The Varanasi District Judge Dr. Ajaya Krishna Vishvesha has dismissed the application of the Anjuman Islamia Masjid Committee Order 7 Rule 11 of CPC to dismiss as not maintainable, the Suit seeking the right to worship in the disputed site. The Court had pronounced its Order today.

"From the above mentioned averments made in the plaint, it is clear that the plaintiffs are claiming that till the year 1993, they were allowed to have Darshan and Pooja of Maa Sringar Gauri daily which exists within the property in question at the backside of Gyanvapi in northeast corner but thereafter the District Administration, Varanasi restricted their entry within the disputed property on all days and they were being allowed to worship within old temple only on 4th day of Chaitra in Vashantik Navaratra. Therefore, according to the plaintiffs, evenafter 15th August, 1947 they were worshiping Maa Sringar Gauri, Lord Ganesh and Lord Hanuman daily upto the year 1993. If this contention is proved then the suit is not barred by Section 4 of the Places of Worship (Special Provisions) Act, 1991. At this stage, the averments made in the plaint are to be seen and plaintiffs will have right to prove their averments by cogent evidence" the Court found.

The Court also held that the destruction of the idol does not result in the termination of the pious purpose and consequently the endowment. Even where the idol is destroyed, or the presence of the idol itself is intermittent or entirely absent, the legal personality created by the endowment continues to subsist, the Court held.

"In our country, idols are routinely submerged in water as a matter of religious practice. It cannot be said that the pious purpose is also extinguished due to such submersion", the Court held.

The Court also found that the Plaintiffs are only seeking to to worship visible and invisible deities with the contention that they worshipped there till the year 1993 and that the Plaintiffs are not claiming ownership over the disputed property. "They have also not filed the suit for declaration that the disputed property is a temple", the Court observed.

With respect to a decree cited by the Defendants that the property is a Waqf property, the Court noted that the Hindus were not parties in the suit and their application for impleadment in the suit was rejected. "Therefore, the decree passed in the above mentioned suit cannot have binding effect against the plaintiffs or the Hindu community", the Court held.

The Court held that the Plaintiffs have prayed to be allowed to worship the deities in the disputed property and such relief is not covered under Sections 33, 35, 47, 48, 51, 54, 61, 64, 67, 72, & 73 of the Waqf Act and hence rejected the argument of the Defendants that the suit is barred under Section 85 of the Waqf Act.

The Court also rejected the argument that the the suit is barred by the Uttar Pradesh Sri Kashi Vishwanath Temple Act, 1983.
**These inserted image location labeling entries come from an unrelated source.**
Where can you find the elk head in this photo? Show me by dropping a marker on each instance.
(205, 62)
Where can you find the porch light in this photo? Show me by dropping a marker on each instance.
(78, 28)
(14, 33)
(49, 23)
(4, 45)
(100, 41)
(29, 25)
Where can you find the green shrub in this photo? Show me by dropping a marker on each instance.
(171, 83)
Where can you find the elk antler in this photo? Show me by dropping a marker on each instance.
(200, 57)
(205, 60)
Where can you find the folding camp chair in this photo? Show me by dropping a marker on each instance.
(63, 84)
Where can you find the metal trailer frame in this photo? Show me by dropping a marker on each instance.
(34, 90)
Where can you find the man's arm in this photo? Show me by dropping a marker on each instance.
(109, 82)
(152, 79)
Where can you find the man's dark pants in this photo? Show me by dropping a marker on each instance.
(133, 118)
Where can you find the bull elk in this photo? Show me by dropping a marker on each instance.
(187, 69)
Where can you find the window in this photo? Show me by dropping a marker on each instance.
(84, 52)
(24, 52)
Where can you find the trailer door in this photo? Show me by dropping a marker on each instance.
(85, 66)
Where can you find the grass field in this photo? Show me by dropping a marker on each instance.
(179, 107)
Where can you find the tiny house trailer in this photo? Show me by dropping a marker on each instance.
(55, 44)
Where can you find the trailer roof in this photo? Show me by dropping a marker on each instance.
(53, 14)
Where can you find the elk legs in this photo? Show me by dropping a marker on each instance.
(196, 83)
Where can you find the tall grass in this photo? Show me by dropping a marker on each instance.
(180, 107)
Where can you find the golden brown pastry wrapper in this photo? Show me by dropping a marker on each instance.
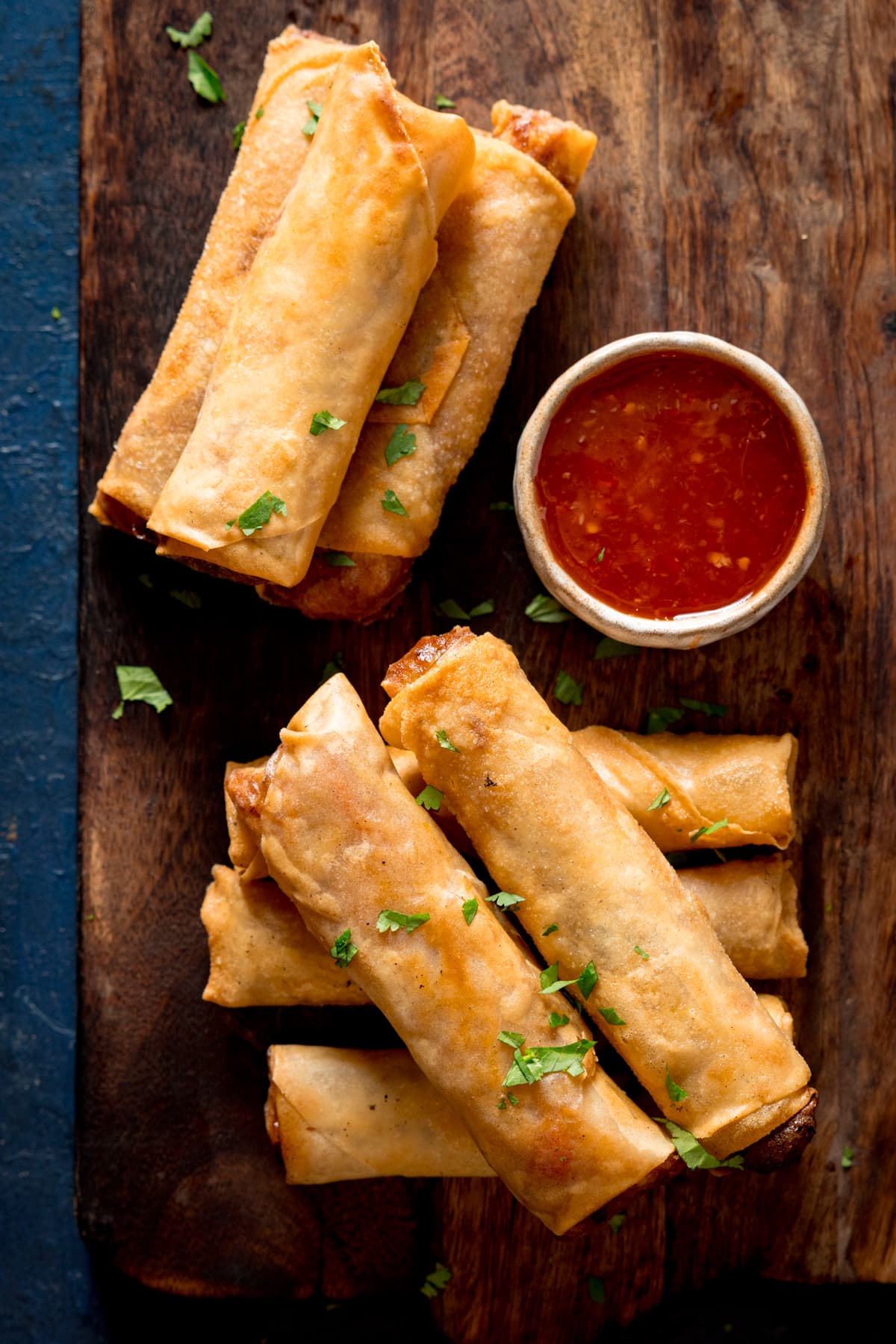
(550, 831)
(346, 840)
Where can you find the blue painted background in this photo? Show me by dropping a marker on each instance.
(49, 1288)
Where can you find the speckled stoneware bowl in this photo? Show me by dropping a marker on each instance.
(682, 632)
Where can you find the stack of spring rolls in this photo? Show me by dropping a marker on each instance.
(348, 885)
(371, 260)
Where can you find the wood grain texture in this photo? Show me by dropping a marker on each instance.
(743, 186)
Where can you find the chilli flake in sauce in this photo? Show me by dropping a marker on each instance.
(671, 484)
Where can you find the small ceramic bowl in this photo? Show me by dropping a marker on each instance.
(687, 631)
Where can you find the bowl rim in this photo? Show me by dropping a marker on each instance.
(694, 628)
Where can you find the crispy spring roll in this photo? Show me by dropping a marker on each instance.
(348, 1115)
(316, 324)
(261, 953)
(550, 831)
(299, 67)
(344, 839)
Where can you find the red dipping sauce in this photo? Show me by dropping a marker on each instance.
(671, 484)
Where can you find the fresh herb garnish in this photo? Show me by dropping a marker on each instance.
(393, 504)
(196, 35)
(704, 707)
(336, 664)
(692, 1152)
(529, 1066)
(709, 831)
(314, 111)
(430, 799)
(205, 80)
(660, 719)
(408, 394)
(567, 690)
(324, 420)
(547, 610)
(343, 949)
(391, 921)
(401, 444)
(435, 1281)
(455, 612)
(258, 514)
(676, 1093)
(610, 648)
(140, 684)
(504, 899)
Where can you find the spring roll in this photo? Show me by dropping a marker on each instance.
(344, 839)
(348, 1115)
(316, 324)
(261, 955)
(550, 832)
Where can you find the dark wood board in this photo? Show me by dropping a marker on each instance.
(743, 186)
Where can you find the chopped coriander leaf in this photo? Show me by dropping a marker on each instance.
(196, 35)
(324, 420)
(408, 394)
(512, 1038)
(430, 799)
(390, 921)
(547, 610)
(660, 719)
(504, 899)
(609, 648)
(704, 707)
(311, 126)
(709, 831)
(692, 1152)
(401, 444)
(205, 80)
(529, 1066)
(343, 949)
(597, 1290)
(393, 504)
(187, 597)
(336, 664)
(140, 684)
(567, 690)
(258, 514)
(676, 1093)
(437, 1281)
(469, 909)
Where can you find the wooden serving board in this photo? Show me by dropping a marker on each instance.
(742, 186)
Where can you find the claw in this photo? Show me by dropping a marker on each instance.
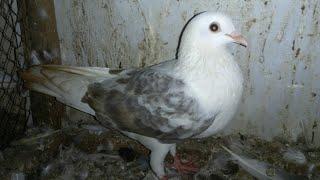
(184, 168)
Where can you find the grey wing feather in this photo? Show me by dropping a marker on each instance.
(147, 102)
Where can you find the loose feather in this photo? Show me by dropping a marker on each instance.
(259, 169)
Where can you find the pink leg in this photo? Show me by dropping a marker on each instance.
(188, 167)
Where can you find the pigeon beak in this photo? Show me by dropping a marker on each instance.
(238, 38)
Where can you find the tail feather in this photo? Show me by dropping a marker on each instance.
(68, 84)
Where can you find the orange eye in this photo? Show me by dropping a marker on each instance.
(214, 27)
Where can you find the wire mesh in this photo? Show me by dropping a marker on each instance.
(13, 103)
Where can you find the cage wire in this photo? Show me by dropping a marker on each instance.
(14, 111)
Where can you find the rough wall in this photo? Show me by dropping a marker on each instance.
(282, 89)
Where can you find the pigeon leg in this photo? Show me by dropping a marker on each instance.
(188, 167)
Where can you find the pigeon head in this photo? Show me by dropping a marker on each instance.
(208, 31)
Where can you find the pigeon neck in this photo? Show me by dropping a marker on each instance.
(193, 61)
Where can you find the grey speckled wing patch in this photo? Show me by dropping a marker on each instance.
(147, 102)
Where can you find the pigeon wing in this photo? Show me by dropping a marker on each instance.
(147, 102)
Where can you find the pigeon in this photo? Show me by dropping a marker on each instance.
(194, 95)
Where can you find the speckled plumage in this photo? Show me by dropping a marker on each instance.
(193, 96)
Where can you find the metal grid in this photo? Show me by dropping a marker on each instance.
(13, 104)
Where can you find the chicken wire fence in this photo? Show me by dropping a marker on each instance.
(13, 103)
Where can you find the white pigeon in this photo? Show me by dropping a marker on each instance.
(192, 96)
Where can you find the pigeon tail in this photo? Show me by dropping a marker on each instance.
(66, 83)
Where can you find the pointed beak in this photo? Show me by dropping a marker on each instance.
(238, 38)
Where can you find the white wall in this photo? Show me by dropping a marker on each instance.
(281, 65)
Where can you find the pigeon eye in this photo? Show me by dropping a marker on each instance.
(214, 27)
The Suit was filed seeking a declaration that the Plaintiffs have a right to worship at a particular plot and that the Defendants be restrained from interfering with their rights and from demolishing or destroying any part of it.

In the application of Defendant under Order 7 Rule 11(d) of CPC, it was contended that the Gyanvapi Masjid was established on the said plot of land about 600 years back and that Muslims have been offering Namaz and Jumma without any interference. It was contended that the Suit was not maintainable on account of the Places of Worship (Special Provisions) Act, 1991 and since the Shri Kashi Vishwanath Act, 1983 provides that a Board of Trustees will be created which will look after Shri Kashi Vishwanath Mandir and all Gods and Goddesses in its compound.
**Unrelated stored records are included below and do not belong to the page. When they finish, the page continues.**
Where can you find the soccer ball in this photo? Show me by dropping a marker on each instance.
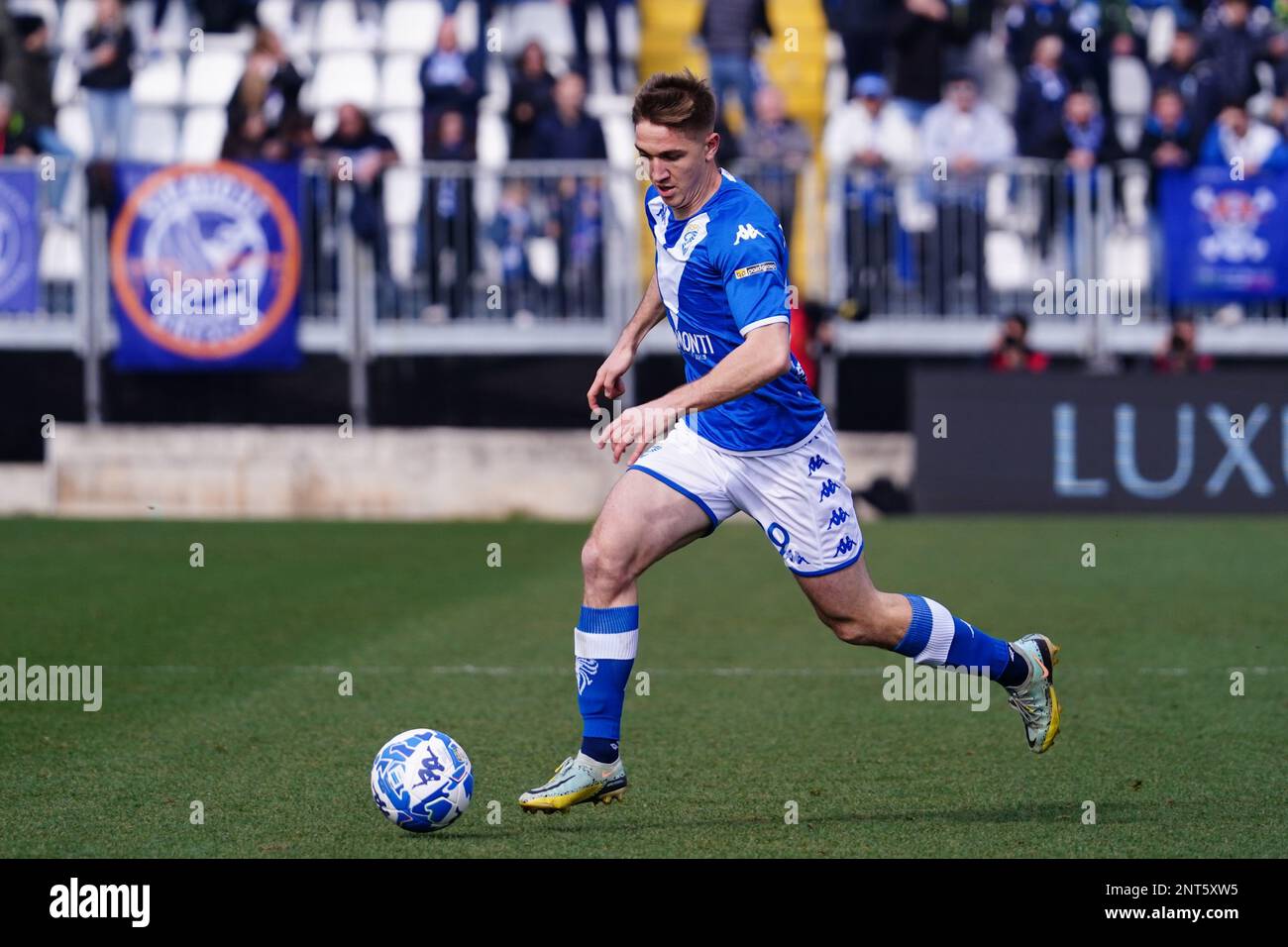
(421, 780)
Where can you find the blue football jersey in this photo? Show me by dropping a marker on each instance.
(722, 272)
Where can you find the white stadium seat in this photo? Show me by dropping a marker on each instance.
(159, 81)
(492, 144)
(402, 254)
(65, 78)
(411, 26)
(1128, 85)
(60, 256)
(544, 21)
(404, 128)
(46, 9)
(277, 16)
(202, 134)
(403, 188)
(343, 77)
(213, 76)
(399, 81)
(325, 123)
(73, 128)
(618, 140)
(339, 29)
(467, 25)
(156, 136)
(175, 29)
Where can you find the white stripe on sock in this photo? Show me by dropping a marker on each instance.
(618, 646)
(940, 635)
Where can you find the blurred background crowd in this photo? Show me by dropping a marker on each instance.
(894, 90)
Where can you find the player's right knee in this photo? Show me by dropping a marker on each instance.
(603, 566)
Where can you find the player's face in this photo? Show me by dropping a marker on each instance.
(675, 161)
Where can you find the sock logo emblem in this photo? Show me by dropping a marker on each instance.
(587, 669)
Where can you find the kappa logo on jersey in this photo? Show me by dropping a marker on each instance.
(694, 234)
(751, 270)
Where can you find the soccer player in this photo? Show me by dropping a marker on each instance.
(745, 433)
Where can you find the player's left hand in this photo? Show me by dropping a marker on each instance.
(639, 425)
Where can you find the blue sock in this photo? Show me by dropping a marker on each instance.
(938, 637)
(604, 643)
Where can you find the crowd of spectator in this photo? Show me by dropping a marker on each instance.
(964, 82)
(1219, 90)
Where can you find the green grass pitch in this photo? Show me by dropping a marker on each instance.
(222, 685)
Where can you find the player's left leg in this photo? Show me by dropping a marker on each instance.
(802, 500)
(919, 628)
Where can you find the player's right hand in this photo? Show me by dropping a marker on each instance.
(608, 379)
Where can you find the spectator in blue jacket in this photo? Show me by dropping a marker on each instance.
(1237, 141)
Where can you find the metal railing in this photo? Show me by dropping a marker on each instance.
(912, 245)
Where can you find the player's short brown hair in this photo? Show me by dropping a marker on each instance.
(678, 101)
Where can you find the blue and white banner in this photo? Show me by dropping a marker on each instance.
(1225, 240)
(20, 240)
(206, 265)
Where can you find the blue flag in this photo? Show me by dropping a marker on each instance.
(20, 241)
(206, 265)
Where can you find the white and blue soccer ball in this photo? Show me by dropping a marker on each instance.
(421, 780)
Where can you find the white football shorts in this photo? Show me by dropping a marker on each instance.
(799, 496)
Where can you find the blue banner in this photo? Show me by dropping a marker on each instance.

It was also contended that in the plaint it has been mentioned that the building complex is under the control of Masajid Intezamia Committee and it is clear that the whole plaint relates to Gyanvapi Mosque and is a case of "clever drafting".
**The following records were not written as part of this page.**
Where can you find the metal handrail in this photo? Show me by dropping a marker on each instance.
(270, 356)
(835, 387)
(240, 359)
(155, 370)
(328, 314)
In reply to the application, the Plaintiffs contended that the plea of applicability of the Places of Worship Act has been raised only to prolong the proceedings and that there is no Mosque within the subject plot. It was contended that the entire property in question vests in the deity from time immemorial and that if any person forcibly, without any authority of law, offer Namaz within the property in question or at a particular place, the same cannot be called as Mosque.

"The Hindus are continuously performing pooja of Maa Gauri, Lord Hanuman, Lord Ganesha and other Visible and Invisible deities with rituals and are doing circumambulation (Parikrama) of the temple of Lord Visheshwar. The Hindus continued in the possession of cellar (Tehkhana) towards South and other parts of the demolished Temple with its ruins and Lord Adi Visheshwar is still in existence in its original shape in the western part of the old Temple at the property in question", the Plaintiffs had submitted.

Plaintiffs also submitted that only the averments made in the plaint can be considered under Order 7 Rule 11 and that there are clear averments that deities exist within the suit property since before August 15, 1947, and hence the 1991 Act will not apply. They contended that the Board of Trustees failed to perform its statutory duties by not taking any step for proper Darshan, Pooja and performance of rituals of the visible and invisible deities in the complex and hence a worshipper can institute a suit to protect the interest of the deity,

They had submitted that the alleged registration of the property as Waqf is illegal and void.